Не стоит времени терять, покуда и светило готовится ко сну,
Что на себя среди домов ты не успеешь вдоволь наглядеться,
Чтоб различить еще одно, иль, может быть, еще одну,
Еще одну... Нет, все-таки одно, еще одно изрезанное сердце.

Смотри, смотри! Тогда поймешь, что все это когда-то с кем-то было:
И мир, что, все же, - не театр, но блеф, смутьян, пустынная коробка,
И мастер, что писал - не дописал роман, и дева, что не долюбила,
И новые штаны в ряду опять повтор, а не обновка...
Но мать учения настойчива. Так, снова совершив оплошность,
Снова буксуешь и торчишь в меже, снова раскидываешь грязь...
А тот, кто тщится в исключительном, на деле умножает пошлость,
Ведь даже то, что здесь написано кем-то написано вчерась...

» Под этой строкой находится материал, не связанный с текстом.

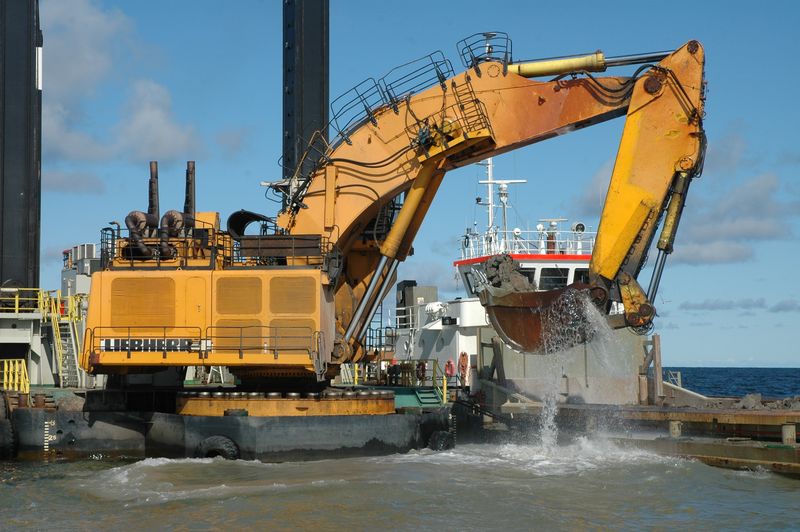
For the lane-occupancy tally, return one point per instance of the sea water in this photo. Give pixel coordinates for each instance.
(587, 483)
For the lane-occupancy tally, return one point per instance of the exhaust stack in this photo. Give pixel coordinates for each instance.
(153, 214)
(188, 204)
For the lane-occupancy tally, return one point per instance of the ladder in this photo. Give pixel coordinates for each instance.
(64, 341)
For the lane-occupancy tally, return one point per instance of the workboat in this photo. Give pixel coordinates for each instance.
(460, 333)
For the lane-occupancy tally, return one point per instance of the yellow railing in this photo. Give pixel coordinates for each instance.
(20, 300)
(15, 376)
(36, 300)
(50, 305)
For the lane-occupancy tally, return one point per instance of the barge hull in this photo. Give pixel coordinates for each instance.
(43, 433)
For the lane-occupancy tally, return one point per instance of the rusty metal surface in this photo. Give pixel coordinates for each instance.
(199, 406)
(526, 320)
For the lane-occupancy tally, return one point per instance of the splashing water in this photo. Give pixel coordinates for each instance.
(548, 429)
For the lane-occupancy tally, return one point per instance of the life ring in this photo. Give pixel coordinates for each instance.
(218, 446)
(450, 368)
(422, 369)
(463, 365)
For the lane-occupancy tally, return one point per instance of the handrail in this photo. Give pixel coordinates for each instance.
(21, 300)
(15, 376)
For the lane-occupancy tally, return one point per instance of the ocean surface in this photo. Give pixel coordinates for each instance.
(775, 383)
(536, 483)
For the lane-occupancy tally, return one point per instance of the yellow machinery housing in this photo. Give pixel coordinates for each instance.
(295, 301)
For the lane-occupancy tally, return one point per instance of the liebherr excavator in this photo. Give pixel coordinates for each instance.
(295, 300)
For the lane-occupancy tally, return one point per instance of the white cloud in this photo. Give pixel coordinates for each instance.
(84, 43)
(725, 229)
(79, 45)
(710, 252)
(149, 130)
(232, 140)
(72, 182)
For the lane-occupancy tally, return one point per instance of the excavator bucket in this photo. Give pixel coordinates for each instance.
(543, 322)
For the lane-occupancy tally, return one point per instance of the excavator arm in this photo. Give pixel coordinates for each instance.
(372, 189)
(661, 150)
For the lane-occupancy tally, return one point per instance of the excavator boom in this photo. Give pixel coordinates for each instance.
(406, 147)
(661, 150)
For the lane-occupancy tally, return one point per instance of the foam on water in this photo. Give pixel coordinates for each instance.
(582, 455)
(159, 480)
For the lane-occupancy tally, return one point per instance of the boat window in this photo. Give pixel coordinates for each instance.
(530, 274)
(581, 275)
(470, 282)
(552, 278)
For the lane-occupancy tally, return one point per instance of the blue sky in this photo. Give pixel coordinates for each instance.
(127, 82)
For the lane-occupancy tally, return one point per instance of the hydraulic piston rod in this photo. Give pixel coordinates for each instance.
(596, 62)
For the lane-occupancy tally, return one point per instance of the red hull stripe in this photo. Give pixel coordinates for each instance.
(552, 257)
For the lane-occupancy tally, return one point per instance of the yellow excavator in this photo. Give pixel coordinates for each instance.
(294, 300)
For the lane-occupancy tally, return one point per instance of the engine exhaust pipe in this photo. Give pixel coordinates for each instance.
(188, 204)
(137, 221)
(152, 204)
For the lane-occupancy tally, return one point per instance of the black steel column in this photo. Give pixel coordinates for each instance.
(20, 142)
(305, 77)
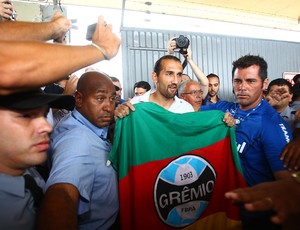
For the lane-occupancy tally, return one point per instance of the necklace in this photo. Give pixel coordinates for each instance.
(239, 119)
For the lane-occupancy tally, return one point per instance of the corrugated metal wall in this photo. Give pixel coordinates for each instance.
(212, 53)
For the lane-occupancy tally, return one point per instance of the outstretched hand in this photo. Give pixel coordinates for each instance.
(106, 39)
(270, 196)
(123, 110)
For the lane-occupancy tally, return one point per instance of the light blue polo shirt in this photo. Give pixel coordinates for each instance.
(79, 152)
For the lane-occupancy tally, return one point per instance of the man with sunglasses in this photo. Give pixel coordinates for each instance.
(191, 92)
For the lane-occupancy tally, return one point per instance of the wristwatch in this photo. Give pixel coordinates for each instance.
(296, 176)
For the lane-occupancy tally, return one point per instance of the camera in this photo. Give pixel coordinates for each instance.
(182, 43)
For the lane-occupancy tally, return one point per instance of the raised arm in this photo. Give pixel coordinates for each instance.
(27, 65)
(196, 69)
(35, 31)
(198, 72)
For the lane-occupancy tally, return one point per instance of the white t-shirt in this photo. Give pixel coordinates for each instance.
(178, 106)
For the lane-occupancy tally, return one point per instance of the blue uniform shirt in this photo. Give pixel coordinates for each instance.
(261, 136)
(79, 152)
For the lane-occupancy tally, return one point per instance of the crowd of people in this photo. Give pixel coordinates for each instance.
(58, 139)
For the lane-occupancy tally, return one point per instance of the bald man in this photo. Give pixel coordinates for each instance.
(81, 192)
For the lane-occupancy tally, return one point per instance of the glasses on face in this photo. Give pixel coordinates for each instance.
(195, 92)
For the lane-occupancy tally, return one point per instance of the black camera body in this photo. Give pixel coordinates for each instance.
(182, 43)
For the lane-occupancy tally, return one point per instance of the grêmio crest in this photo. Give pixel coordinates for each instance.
(183, 190)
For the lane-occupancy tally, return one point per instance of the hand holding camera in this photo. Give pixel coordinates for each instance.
(182, 43)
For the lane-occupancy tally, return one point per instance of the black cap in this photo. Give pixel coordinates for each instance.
(36, 98)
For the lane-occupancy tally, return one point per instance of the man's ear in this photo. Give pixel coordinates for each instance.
(78, 99)
(265, 84)
(154, 77)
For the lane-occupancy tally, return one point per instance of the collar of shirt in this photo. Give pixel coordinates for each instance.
(12, 184)
(287, 113)
(100, 132)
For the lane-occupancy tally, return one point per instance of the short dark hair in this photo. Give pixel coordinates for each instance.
(249, 60)
(114, 79)
(296, 78)
(213, 75)
(296, 91)
(279, 82)
(142, 84)
(157, 66)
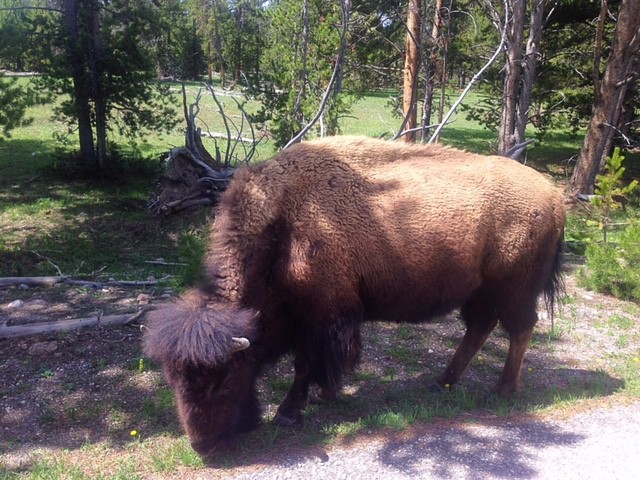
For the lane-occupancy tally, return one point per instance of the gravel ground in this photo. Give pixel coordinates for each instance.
(598, 444)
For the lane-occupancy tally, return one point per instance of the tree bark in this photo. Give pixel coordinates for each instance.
(609, 99)
(434, 68)
(529, 69)
(80, 82)
(513, 75)
(96, 62)
(411, 68)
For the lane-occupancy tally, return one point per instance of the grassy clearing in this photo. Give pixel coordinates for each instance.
(52, 222)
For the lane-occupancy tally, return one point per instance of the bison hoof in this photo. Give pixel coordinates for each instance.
(285, 421)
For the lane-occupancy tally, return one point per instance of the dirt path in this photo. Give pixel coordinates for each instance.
(76, 397)
(599, 444)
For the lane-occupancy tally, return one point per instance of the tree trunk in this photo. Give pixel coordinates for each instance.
(609, 98)
(513, 75)
(529, 69)
(411, 68)
(96, 62)
(438, 61)
(80, 82)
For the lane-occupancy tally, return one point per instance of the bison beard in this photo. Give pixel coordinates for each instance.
(331, 233)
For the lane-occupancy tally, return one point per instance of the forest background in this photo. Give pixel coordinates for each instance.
(93, 95)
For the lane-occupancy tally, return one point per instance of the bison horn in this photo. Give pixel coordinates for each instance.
(239, 343)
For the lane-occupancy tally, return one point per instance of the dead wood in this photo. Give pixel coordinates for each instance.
(15, 331)
(31, 281)
(51, 281)
(194, 177)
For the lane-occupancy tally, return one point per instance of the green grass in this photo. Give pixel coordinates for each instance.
(53, 221)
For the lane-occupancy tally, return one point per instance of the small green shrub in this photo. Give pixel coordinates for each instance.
(612, 268)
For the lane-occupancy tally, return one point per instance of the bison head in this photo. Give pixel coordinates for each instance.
(208, 361)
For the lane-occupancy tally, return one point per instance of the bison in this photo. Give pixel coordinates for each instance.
(330, 233)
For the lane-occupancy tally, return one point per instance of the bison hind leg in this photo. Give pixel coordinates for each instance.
(518, 321)
(480, 317)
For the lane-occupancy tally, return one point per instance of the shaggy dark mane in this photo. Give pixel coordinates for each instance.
(191, 331)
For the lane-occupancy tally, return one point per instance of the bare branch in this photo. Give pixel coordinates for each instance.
(334, 76)
(475, 78)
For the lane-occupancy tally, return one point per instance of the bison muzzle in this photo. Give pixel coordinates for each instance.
(331, 233)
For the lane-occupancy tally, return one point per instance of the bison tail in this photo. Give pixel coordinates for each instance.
(554, 288)
(192, 332)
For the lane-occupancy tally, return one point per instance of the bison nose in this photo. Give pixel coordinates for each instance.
(207, 446)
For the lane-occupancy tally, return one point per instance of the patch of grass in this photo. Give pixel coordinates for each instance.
(177, 454)
(620, 322)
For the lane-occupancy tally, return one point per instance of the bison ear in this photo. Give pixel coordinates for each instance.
(192, 332)
(239, 343)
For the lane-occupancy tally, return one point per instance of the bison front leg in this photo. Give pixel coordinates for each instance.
(480, 319)
(290, 410)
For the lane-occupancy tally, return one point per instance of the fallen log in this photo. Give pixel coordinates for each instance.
(14, 331)
(51, 281)
(32, 281)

Так посмотри на город глазами голубицы с птичьего полета,
На жизнь свою, что уж не повод для сюжета. Хотя изъятая из массы,
Твоя великая судьба (в кавычках)  собою представляет  что-то:
То содрогание (овал) лица, а то кривляние (квадрат) гримасы.
А тот, кто воплотился в стебель иль уподобился каменью,
Припомня тысячу чертей, тот, может быть, пересечет черту
И двинет за пределы города по зову Божьего веления
Под сельские дубравы иль под могильную плиту,

Но он не станет тень отбрасывать своим крылом - стервятник-
Над птицей, что кружит над крышами в своей ватаге голубиной,
Сойдет на землю, облачится в какой-нибудь мужицкий ватник
И превратится в миф при жизни, а, может, станет и былиной.
В последний раз взгляни на город. И стопы опусти на твердь,
Скинь оперенье, зренье, говор, теперь столь неуместные в неволе...
И, как крикливое ребенка не признает в скрипучем смерть,
Так в односложном "Всюду жизнь" ты разгляди "Memento mori".